Die erste Außenstelle der Wirtschafts- und Korruptionsstaatsanwaltschaft (WKStA) hat Justizminister Wolfgang Brandstetter gestern Nachmittag in der Paulustorgasse 15 in Graz eröffnet. „Die Justiz ist mit einer stets steigenden Anzahl an Wirtschaftsdelikten mit teils komplexen Verflechtungen konfrontiert. Mit einem zusätzlichen Standort können wir derartige Delikte künftig noch effizienter und effektiver bekämpfen.“

Es ist keine „Filiale“, die seit Sommer in Graz entstanden und nun in Vollbetrieb ist. Die Oberstaatsanwältin und die drei Oberstaatsanwälte der Außenstelle gehören der WKStA in Wien an und seien auch nicht für speziell steirische Fälle zuständig, stellt WKStA-Sprecher Norbert Hauser klar. Sie haben lediglich ihren Dienstort in der Steiermark.

Regionalisierung

„Nicht jeder ist bereit, nach Wien zu ziehen“, gab Brandstetter Einblick in die Gründe für die Regionalisierung. Weitere Außenstellen in Linz und Innsbruck sollen noch dazukommen. So soll leichter qualifiziertes Personal „mit Fachkompetenz, vor allem Wirtschaftskompetenz“ außerhalb von Wien rekrutiert werden. Derzeit sind erst 32,5 der 40 Planstellen bei der WKStA besetzt. Zu den Staatsanwälten kommen noch zwölf Expertinnen und Experten aus den Bereichen Wirtschaft, Finanzen und IT.

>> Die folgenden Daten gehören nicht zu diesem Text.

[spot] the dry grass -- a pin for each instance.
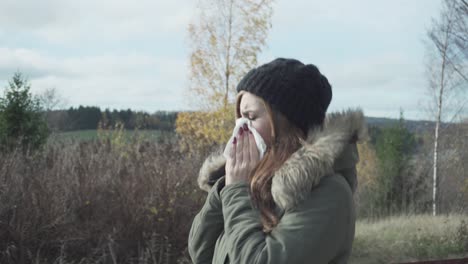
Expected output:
(109, 202)
(410, 238)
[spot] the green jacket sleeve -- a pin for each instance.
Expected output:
(206, 227)
(313, 232)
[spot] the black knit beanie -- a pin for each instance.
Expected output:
(298, 91)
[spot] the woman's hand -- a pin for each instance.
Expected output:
(243, 157)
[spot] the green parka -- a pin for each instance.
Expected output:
(313, 191)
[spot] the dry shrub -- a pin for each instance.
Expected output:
(90, 202)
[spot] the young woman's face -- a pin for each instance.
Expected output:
(251, 107)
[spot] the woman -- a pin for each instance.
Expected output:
(295, 205)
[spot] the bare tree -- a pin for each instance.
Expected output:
(447, 71)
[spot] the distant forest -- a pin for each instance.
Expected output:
(92, 117)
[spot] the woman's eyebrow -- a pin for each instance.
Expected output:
(246, 112)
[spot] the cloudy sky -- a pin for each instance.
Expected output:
(134, 54)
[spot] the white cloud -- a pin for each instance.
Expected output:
(134, 80)
(89, 20)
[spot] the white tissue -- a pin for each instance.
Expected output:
(261, 146)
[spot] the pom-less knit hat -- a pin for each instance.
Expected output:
(298, 91)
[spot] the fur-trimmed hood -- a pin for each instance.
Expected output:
(327, 151)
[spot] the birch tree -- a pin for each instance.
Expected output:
(447, 72)
(226, 37)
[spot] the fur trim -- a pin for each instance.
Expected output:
(315, 159)
(304, 169)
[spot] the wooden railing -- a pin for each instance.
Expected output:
(444, 261)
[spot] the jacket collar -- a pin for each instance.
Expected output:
(326, 151)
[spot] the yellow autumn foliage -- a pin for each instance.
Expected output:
(201, 130)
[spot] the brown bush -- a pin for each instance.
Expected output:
(93, 202)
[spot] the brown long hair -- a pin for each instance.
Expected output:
(286, 139)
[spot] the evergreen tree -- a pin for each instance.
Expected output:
(21, 121)
(394, 147)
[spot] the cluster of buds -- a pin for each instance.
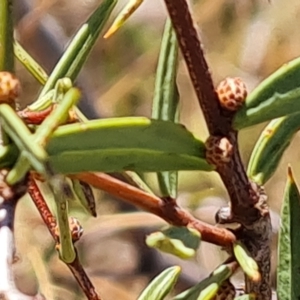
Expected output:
(232, 93)
(10, 87)
(75, 228)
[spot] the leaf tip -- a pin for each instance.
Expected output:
(290, 174)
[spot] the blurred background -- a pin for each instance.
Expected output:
(245, 38)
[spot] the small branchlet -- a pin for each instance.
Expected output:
(10, 87)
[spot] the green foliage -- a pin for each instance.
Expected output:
(274, 97)
(161, 285)
(160, 145)
(166, 98)
(207, 288)
(270, 147)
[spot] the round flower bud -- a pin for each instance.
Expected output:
(218, 150)
(10, 87)
(232, 93)
(76, 229)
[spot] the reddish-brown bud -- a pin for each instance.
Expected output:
(10, 87)
(218, 150)
(232, 93)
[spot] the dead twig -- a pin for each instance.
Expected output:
(75, 266)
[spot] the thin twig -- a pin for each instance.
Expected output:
(170, 211)
(75, 266)
(248, 202)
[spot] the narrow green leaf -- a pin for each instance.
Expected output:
(161, 285)
(6, 36)
(8, 155)
(207, 288)
(270, 147)
(126, 12)
(78, 50)
(30, 64)
(288, 275)
(33, 145)
(166, 97)
(274, 97)
(245, 297)
(135, 143)
(61, 192)
(22, 137)
(180, 241)
(85, 195)
(247, 263)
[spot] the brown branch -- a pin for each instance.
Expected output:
(9, 197)
(75, 267)
(169, 211)
(248, 202)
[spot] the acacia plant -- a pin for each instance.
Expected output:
(51, 140)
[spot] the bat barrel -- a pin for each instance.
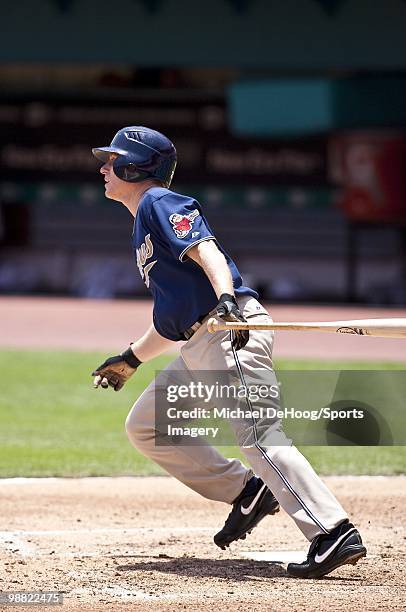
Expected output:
(384, 328)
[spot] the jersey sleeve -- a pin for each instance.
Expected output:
(179, 222)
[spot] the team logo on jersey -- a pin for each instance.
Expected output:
(145, 252)
(182, 224)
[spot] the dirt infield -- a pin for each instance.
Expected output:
(110, 324)
(146, 544)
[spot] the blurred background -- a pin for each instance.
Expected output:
(290, 124)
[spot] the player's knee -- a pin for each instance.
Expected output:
(139, 431)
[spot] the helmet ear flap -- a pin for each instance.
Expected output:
(128, 172)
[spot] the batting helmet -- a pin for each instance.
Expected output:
(142, 153)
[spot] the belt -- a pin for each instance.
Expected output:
(188, 333)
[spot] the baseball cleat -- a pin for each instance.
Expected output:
(328, 551)
(247, 512)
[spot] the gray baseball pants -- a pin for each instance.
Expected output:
(299, 490)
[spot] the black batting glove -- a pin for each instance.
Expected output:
(115, 371)
(228, 310)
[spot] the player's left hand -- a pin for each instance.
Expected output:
(115, 371)
(228, 310)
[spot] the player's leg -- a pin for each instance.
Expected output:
(286, 472)
(300, 491)
(199, 466)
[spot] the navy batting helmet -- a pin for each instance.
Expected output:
(142, 153)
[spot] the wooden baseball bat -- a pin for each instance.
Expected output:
(382, 328)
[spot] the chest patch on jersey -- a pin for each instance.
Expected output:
(182, 224)
(144, 253)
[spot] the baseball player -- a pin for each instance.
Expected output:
(191, 278)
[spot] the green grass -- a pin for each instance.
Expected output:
(53, 423)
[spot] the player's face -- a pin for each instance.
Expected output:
(114, 187)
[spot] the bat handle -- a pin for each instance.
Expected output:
(213, 325)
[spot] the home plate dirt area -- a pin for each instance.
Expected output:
(147, 544)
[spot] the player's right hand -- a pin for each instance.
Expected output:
(115, 371)
(228, 310)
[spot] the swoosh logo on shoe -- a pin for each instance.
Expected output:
(320, 558)
(254, 501)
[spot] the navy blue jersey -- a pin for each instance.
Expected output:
(166, 225)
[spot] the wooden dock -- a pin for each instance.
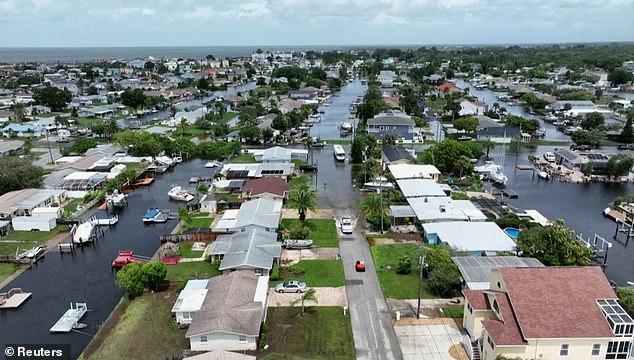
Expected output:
(70, 318)
(13, 298)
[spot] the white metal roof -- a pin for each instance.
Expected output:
(471, 236)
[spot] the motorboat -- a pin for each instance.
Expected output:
(213, 164)
(84, 232)
(297, 244)
(493, 172)
(179, 194)
(116, 199)
(155, 215)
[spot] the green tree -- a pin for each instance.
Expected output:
(593, 120)
(356, 152)
(404, 265)
(309, 295)
(131, 278)
(154, 273)
(627, 134)
(553, 245)
(17, 174)
(303, 198)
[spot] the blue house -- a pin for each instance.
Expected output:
(397, 123)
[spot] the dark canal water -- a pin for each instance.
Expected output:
(57, 280)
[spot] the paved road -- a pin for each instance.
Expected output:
(374, 335)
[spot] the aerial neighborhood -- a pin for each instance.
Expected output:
(430, 203)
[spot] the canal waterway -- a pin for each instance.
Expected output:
(60, 279)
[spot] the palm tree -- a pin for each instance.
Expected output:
(303, 198)
(183, 126)
(308, 295)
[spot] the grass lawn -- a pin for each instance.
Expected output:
(193, 270)
(453, 311)
(243, 159)
(293, 336)
(6, 270)
(197, 222)
(323, 232)
(398, 286)
(318, 273)
(139, 336)
(297, 180)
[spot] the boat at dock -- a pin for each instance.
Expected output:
(297, 244)
(179, 194)
(116, 199)
(84, 232)
(13, 298)
(493, 172)
(70, 318)
(126, 257)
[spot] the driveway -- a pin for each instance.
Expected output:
(371, 319)
(326, 296)
(431, 339)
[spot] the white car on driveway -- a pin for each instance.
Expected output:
(346, 225)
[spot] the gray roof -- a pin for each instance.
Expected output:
(261, 212)
(251, 249)
(229, 306)
(395, 153)
(476, 270)
(391, 120)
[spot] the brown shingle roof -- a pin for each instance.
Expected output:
(229, 306)
(559, 302)
(268, 184)
(507, 330)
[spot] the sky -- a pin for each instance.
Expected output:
(111, 23)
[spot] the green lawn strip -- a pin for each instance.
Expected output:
(136, 335)
(197, 222)
(453, 311)
(323, 232)
(6, 270)
(321, 333)
(317, 273)
(192, 270)
(398, 286)
(244, 158)
(298, 180)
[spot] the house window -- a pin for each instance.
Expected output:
(491, 343)
(618, 350)
(563, 351)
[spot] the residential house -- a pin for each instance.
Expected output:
(386, 78)
(190, 300)
(262, 213)
(395, 155)
(396, 123)
(548, 313)
(265, 187)
(22, 130)
(253, 250)
(11, 147)
(476, 270)
(476, 238)
(414, 171)
(231, 314)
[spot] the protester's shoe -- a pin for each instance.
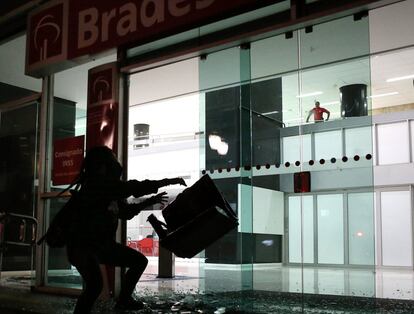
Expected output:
(129, 304)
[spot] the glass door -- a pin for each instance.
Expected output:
(18, 174)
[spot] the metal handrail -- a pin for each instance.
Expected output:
(22, 229)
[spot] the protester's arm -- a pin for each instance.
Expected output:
(128, 211)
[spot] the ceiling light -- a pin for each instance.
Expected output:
(330, 103)
(223, 148)
(309, 94)
(383, 95)
(270, 112)
(214, 141)
(400, 78)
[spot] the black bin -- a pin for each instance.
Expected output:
(195, 219)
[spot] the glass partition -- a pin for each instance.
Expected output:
(68, 120)
(226, 153)
(19, 142)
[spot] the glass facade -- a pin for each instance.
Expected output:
(19, 142)
(323, 196)
(68, 117)
(253, 139)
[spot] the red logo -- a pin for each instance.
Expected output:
(100, 86)
(46, 34)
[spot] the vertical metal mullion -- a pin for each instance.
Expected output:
(344, 152)
(410, 149)
(315, 243)
(346, 241)
(375, 144)
(315, 232)
(346, 228)
(379, 227)
(412, 224)
(45, 127)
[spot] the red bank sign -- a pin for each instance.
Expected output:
(62, 31)
(67, 159)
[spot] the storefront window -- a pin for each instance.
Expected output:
(69, 121)
(19, 142)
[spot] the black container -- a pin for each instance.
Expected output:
(353, 100)
(198, 217)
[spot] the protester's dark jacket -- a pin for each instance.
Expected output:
(101, 203)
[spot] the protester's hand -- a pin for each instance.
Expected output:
(179, 181)
(160, 198)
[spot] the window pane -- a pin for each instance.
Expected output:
(361, 228)
(336, 40)
(274, 55)
(330, 229)
(295, 229)
(396, 228)
(293, 145)
(358, 141)
(328, 145)
(393, 143)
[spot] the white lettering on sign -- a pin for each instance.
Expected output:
(69, 153)
(177, 9)
(128, 22)
(202, 4)
(128, 17)
(156, 17)
(88, 31)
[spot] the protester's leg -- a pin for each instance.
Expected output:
(136, 263)
(87, 264)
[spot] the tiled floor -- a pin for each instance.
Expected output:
(193, 275)
(213, 288)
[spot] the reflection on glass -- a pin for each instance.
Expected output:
(330, 229)
(59, 272)
(301, 229)
(361, 228)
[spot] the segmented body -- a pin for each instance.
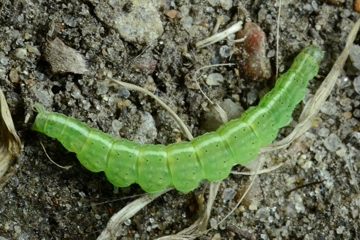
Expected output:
(183, 165)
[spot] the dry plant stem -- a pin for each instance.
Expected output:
(182, 125)
(127, 212)
(313, 106)
(198, 228)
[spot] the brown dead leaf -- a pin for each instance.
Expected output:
(10, 144)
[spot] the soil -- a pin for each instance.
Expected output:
(314, 195)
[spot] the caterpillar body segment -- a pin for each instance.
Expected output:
(183, 165)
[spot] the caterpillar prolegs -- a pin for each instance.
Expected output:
(183, 165)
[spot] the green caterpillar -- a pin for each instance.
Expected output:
(183, 165)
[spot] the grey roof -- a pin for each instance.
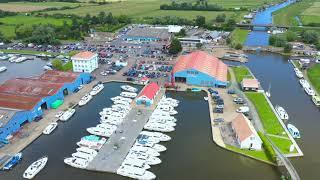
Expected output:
(149, 32)
(6, 115)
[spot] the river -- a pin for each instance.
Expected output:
(191, 153)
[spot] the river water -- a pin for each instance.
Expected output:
(191, 153)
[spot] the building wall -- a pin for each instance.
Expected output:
(21, 116)
(80, 65)
(194, 77)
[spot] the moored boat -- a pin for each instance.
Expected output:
(50, 128)
(35, 168)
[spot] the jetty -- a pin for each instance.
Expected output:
(114, 151)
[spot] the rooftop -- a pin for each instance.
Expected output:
(5, 116)
(250, 83)
(202, 62)
(84, 55)
(149, 32)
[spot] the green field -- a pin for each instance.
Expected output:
(151, 8)
(314, 76)
(241, 72)
(307, 10)
(239, 36)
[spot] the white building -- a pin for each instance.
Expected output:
(247, 136)
(85, 62)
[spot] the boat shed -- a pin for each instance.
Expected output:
(201, 69)
(23, 100)
(148, 93)
(250, 84)
(246, 135)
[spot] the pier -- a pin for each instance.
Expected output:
(114, 151)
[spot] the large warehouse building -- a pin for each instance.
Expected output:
(24, 99)
(200, 69)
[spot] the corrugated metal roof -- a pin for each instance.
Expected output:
(203, 62)
(150, 90)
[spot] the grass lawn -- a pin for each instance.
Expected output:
(241, 72)
(267, 116)
(306, 10)
(239, 36)
(35, 6)
(314, 76)
(30, 20)
(282, 144)
(261, 155)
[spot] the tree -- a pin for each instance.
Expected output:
(175, 46)
(291, 36)
(310, 37)
(199, 45)
(287, 48)
(221, 18)
(57, 64)
(200, 21)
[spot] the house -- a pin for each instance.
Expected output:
(246, 135)
(250, 84)
(200, 69)
(85, 62)
(148, 93)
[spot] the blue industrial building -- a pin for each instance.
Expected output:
(200, 69)
(23, 100)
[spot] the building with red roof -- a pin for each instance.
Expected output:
(148, 93)
(246, 135)
(24, 99)
(85, 61)
(201, 69)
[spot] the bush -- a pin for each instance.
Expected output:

Schrittweise hat das Grazer Team mit den Oberstaatsanwälten Christine Jilek, Robert Riffel, Konrad Kmetic und Stefan Strahwald bereits im Juli seine Arbeit aufgenommen, der Regelbetrieb startete mit einer, wie Brandstetter lobte, „nüchternen und bescheidenen Eröffnungsfeier, die den Geist des Teams wiedergibt“.

Whistleblower

Die WKStA ist zuständig für schwere Amts- und Korruptionsdelikte mit Ausnahme des Amtsmissbrauchs, für Wirtschaftsstrafsachen mit Schaden über fünf Millionen Euro und sogenannte „Bilanzfälschungsdelikte“. Sie hat eine „Whistleblower-Homepage“ eingerichtet, in die bereits 3226 Meldungen eingegangen sind, von denen nur sieben Prozent substanzlos waren. Über ein Postfach können Hinweisgeber auch anonym mit der Behörde kommunizieren.

Aktuell hat die WKStA wie berichtet auch den „Fall Gratkorn“ übernommen, bei dem es unter anderem um den Vorwurf fragwürdiger Baugeschäfte und Förderungen für den ehemaligen Fußball-Erstligisten geht.